Why? It might harm whales and dolphins.
OK, everyone loves Flipper and Shamu. But our sailors need this critical training before heading out on extended (six- to nine-month) deployments to East Asia and the Middle East, where they could come up against potential adversaries' submarines.
The ability to detect enemy submarines is essential to our national defense, and active sonar is the only existing technology that can track modern, deadly quiet diesel-electric and fuel-cell submarines.
The sub threat is alive and well. Some 41 countries operate more than 400 submarines worldwide, including potential adversaries such as China, Iran and North Korea. And diesel subs (which are super stealthy and relatively cheap) are an important platform for countries seeking an asymmetric counterpunch to superior naval forces like ours - still the world's most powerful.

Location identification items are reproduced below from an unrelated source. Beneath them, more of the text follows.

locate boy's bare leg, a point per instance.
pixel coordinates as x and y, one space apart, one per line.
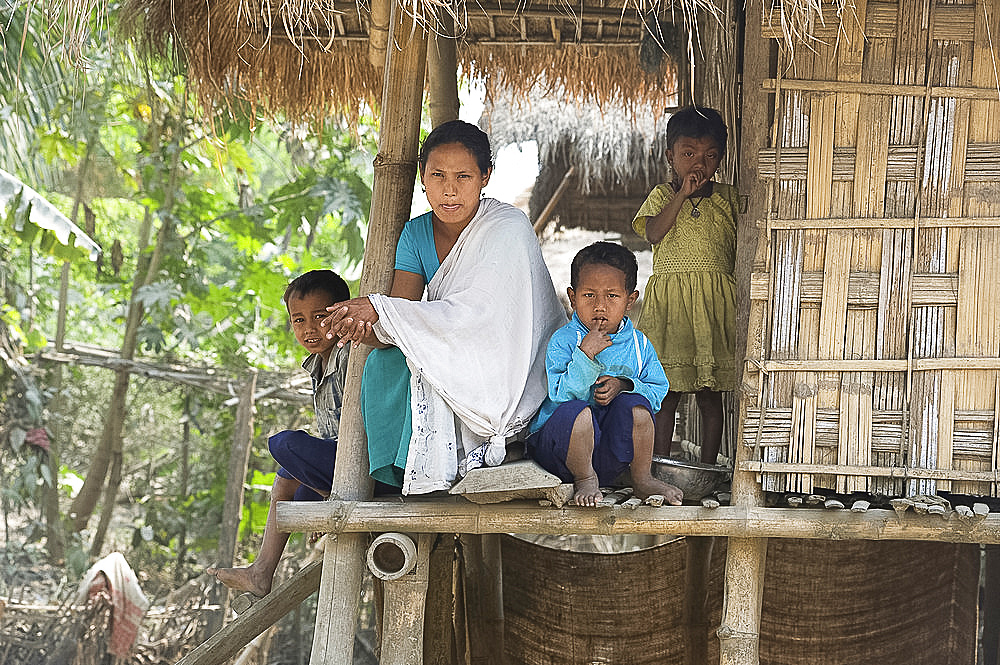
644 483
710 405
258 576
665 419
580 461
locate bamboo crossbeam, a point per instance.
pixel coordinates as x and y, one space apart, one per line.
879 223
461 516
590 42
882 89
874 365
898 472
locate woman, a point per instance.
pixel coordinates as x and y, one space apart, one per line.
463 371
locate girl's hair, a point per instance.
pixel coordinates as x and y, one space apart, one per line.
318 280
697 122
605 254
474 139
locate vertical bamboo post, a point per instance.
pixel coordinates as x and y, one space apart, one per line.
395 171
439 626
698 562
991 605
232 506
403 567
483 598
739 634
442 70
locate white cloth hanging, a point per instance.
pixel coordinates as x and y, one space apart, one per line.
475 347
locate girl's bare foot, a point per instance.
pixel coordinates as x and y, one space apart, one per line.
587 492
646 487
242 579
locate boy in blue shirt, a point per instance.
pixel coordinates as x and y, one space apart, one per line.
605 384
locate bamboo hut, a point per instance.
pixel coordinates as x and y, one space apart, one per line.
868 249
616 157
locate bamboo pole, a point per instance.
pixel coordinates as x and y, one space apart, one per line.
442 70
483 586
738 521
403 567
543 218
378 33
288 596
739 634
392 191
239 457
698 563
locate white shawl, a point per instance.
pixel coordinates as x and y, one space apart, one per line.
475 347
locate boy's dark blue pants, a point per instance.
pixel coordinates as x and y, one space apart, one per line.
310 460
612 437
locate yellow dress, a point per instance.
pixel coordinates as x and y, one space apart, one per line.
689 307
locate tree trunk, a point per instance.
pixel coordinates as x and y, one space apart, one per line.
111 435
392 193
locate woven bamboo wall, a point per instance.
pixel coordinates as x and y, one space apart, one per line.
874 354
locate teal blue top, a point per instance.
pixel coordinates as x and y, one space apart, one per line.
385 384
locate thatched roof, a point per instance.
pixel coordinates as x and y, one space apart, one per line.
307 59
617 154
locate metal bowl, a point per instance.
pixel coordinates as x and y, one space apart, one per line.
695 479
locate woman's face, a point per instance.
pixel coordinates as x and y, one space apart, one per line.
453 183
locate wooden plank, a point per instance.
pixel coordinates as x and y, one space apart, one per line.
897 90
886 365
883 222
907 472
392 192
444 516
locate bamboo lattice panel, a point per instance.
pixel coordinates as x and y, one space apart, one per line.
876 280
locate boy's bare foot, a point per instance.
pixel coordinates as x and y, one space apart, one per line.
587 492
649 486
241 579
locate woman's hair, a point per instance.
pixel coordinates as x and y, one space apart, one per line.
474 139
697 122
318 280
606 254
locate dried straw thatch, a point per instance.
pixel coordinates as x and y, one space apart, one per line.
308 59
825 602
617 155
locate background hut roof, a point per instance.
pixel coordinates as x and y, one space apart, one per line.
617 154
307 59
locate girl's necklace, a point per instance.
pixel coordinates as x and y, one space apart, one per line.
694 208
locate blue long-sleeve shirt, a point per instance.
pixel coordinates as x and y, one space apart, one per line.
571 373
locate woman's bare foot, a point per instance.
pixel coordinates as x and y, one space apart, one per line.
587 492
646 487
242 579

For example, both China and Iran operate the Kilo-class diesel sub, a $150 million boat that can use a $300,000 Russian torpedo to sink a state-of-the-art $1.5 billion US destroyer. And Chinese diesel submarines have made a nasty habit of shadowing US battle groups in the Western Pacific lately - including popping up within weapon's range of a carrier, the USS Kitty Hawk, during an exercise last fall.
Should America and Iran come to blows, the Iranians would almost assuredly use both the patrol-boat-swarm tactics we saw recently and deploy their Kilo-class subs against US naval forces in the vicinity of the Persian Gulf.
North Korea doesn't have Kilos, but it does use diesel and mini-subs for intelligence collection and landing spies in South Korea and Japan. In wartime, these boats would insert special-operations troops (North Korea has the world's largest spec-ops forces) behind US-South Korean lines.
The area off southern California - the subject of the injunction - is the best place for Navy carrier battle groups or individual ships in the Pacific to get anti-submarine warfare training before deploying.
The Navy operates in many areas characterized by shallow waters, deep depths, underwater ridges and challenging acoustics similar to parts of the Southern California Operating Area - making it irreplaceable for ASW training.
In fact, the Catalina Basin uniquely replicates conditions the Navy might face in such potential hot spots as the waters of the Strait of Hormuz off Iran or the Taiwan Strait between China and Taiwan.
The Navy has been taking its own steps to protect sea life, too. Its commanders already follow 29 "mitigation measures" - that is, safeguards - to protect marine mammals when they're using mid-frequency active sonar during ASW exercises.
The Navy not only reduces or cuts power to the sonar if marine mammals are known to be present, it also takes measures such as posting lookouts with night-vision devices to watch for sea life.
It's also been granting universities millions every year - $18 million is planned for 2008 - for research into how sonar affects the marine environment.
Moreover, the Navy isn't the worst offender. Statistically, the number of marine mammal "strandings" (like beached whales) owing to sonar is low compared to those caused by commercial fishing (the biggest problem) or Mother Nature.
No one wants to needlessly damage sea life. But it's crucial the Navy continue this realistic active-sonar training to protect our national interests - including our sailors - from the growing threat of quiet diesel-electric subs.
The National Environmental Policy Act expressly lets the president temporarily exempt military exercises from its green constraints, which he did. But now the Navy needs to convince a superior court that preparing our ships and crews for deployment is an urgent matter for our national defense.
The courts need to look well beyond the local California coastal waters to see the serious national-security challenges our Navy faces overseas - and resist interfering with the vital training our brave sailors need.
Peter Brookes is a Heritage Foundation senior fellow and former US deputy assistant secretary of defense.